If you thought pollution was bad, you don't even know the half of it.
Scientists just discovered 39 previously unreported sources of human-made sulfur dioxide pollution.
Sulfur dioxide is bad news. It's one of the key components of acid rain which can hurt wildlife and even turn bodies of water acidic. The U.S. Environmental Protection Agency closely regulates it.
So how did 39 sources of pollution escape notice? NASA scientists and a team of university researchers used satellites and an advanced computer processing system capable of detecting smaller concentrations of sulfur dioxide than before.
"We now have an independent measurement of these emission sources that does not rely on what was known or thought known," Chris McLinden, lead author of the study published this week in Nature Geosciences, said in a statement. "When you look at a satellite picture of sulfur dioxide, you end up with it appearing as hotspots — bull's-eyes, in effect — which makes the estimates of emissions easier."
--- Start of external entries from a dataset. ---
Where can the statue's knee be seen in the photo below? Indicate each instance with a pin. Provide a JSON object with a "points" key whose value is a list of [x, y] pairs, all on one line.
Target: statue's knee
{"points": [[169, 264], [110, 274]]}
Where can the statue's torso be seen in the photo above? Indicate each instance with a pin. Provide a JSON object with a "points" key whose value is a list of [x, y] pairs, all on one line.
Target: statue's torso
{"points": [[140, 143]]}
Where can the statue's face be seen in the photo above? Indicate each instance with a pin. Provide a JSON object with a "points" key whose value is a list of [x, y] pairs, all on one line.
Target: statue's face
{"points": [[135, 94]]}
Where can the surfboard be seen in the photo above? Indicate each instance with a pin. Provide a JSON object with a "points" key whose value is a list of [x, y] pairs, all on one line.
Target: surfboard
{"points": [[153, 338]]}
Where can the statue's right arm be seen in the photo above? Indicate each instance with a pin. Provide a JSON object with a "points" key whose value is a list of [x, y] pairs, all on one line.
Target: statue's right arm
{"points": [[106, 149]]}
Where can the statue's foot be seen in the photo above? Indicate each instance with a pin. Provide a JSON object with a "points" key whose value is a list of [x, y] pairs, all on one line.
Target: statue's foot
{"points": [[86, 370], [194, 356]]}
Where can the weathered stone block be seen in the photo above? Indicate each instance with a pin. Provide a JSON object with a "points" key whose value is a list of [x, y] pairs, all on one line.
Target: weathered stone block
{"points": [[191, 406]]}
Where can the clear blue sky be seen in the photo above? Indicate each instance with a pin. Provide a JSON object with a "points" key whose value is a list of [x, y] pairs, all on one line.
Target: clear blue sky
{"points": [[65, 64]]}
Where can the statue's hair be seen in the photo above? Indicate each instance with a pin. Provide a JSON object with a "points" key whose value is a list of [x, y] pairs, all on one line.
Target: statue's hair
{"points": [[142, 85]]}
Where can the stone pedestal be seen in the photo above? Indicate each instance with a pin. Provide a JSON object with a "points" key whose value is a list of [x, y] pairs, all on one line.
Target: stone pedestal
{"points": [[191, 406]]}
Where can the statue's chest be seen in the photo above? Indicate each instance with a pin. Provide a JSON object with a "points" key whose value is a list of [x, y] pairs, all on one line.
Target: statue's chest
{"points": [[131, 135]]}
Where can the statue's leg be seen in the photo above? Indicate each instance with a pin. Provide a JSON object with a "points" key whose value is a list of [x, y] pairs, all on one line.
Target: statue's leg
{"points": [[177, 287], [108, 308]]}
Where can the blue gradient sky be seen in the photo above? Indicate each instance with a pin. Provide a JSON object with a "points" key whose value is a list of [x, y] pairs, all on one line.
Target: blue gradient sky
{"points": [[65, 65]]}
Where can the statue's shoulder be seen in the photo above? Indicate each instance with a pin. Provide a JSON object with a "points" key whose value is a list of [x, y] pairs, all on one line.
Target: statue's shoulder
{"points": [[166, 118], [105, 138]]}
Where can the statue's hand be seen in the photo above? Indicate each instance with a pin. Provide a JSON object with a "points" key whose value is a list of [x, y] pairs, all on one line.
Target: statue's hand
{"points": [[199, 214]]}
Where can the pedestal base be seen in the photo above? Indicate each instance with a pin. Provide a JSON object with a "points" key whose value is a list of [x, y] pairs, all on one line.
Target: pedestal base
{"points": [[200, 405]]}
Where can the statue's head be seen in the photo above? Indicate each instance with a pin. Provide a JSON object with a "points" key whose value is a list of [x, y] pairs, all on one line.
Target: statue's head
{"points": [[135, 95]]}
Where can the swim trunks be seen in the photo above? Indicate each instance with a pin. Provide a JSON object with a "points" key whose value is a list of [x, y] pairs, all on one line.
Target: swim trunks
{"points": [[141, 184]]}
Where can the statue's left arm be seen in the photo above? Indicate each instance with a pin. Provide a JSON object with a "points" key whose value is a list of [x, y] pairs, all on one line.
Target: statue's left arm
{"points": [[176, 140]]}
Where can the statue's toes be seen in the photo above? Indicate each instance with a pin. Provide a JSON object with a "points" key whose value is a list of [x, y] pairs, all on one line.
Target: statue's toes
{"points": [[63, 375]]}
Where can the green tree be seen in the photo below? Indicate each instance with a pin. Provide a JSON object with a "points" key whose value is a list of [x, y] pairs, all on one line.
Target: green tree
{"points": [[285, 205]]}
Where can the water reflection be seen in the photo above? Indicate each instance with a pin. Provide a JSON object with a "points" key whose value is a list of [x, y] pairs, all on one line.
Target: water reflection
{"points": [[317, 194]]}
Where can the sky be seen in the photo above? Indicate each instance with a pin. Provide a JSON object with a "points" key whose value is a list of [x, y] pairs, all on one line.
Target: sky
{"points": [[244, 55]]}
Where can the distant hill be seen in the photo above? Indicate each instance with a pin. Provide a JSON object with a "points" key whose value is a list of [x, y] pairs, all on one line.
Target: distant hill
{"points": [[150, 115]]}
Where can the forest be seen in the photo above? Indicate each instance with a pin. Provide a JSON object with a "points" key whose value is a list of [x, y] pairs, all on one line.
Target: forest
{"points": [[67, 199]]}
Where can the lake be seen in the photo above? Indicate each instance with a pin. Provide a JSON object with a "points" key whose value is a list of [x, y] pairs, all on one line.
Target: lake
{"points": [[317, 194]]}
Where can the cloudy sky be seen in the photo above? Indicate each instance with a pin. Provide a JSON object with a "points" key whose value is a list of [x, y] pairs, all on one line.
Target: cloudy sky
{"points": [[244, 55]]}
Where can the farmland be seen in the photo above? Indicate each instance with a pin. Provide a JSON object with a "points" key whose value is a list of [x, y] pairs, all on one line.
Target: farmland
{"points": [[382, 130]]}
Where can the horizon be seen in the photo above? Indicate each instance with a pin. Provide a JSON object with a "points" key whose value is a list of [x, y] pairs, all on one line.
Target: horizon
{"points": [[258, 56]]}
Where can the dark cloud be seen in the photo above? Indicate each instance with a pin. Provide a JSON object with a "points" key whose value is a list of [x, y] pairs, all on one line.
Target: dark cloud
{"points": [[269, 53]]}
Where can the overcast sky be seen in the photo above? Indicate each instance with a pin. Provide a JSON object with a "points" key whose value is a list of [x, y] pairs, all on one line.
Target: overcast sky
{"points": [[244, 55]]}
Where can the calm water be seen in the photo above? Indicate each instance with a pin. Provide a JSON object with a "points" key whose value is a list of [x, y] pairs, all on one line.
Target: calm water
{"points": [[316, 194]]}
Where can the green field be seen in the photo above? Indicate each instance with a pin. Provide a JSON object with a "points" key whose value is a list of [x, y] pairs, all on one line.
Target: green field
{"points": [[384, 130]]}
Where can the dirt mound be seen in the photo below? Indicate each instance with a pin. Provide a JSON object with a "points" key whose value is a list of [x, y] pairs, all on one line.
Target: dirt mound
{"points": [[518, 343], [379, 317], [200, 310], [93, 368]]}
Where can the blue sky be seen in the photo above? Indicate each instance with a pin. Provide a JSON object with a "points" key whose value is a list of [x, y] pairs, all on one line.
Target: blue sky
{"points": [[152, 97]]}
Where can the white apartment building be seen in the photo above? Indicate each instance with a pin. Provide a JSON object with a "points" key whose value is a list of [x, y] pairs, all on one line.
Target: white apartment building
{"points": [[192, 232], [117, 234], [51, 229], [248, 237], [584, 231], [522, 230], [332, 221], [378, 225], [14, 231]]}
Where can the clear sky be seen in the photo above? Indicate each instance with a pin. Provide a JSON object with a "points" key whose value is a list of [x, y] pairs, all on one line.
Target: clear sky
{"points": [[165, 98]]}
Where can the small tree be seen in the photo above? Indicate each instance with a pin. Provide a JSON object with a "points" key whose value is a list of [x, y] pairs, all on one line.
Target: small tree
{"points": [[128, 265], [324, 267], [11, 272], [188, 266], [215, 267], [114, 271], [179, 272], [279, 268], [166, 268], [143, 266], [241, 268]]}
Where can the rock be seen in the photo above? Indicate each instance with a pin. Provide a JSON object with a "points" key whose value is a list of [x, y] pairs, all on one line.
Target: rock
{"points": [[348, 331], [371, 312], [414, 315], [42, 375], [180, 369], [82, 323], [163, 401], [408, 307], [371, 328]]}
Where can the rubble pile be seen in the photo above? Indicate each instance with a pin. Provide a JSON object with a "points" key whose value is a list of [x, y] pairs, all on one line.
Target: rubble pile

The previously unreported sources are coming from coal plants, smelters and oil and gas operations in the Middle East, Mexico and parts of Russia. Some of the reported emissions sources in those areas were two or three times lower than the new satellite estimates.
Together, the new sources and under-reported sources make up 12% of sulfur dioxide pollution. That's a huge number to miss, and it could have a big impact on air quality in those areas, according to the scientists.
The team also found 75 new sources of natural sulfur dioxide, like volcanoes, in remote areas that are slowly leaking the toxic gas.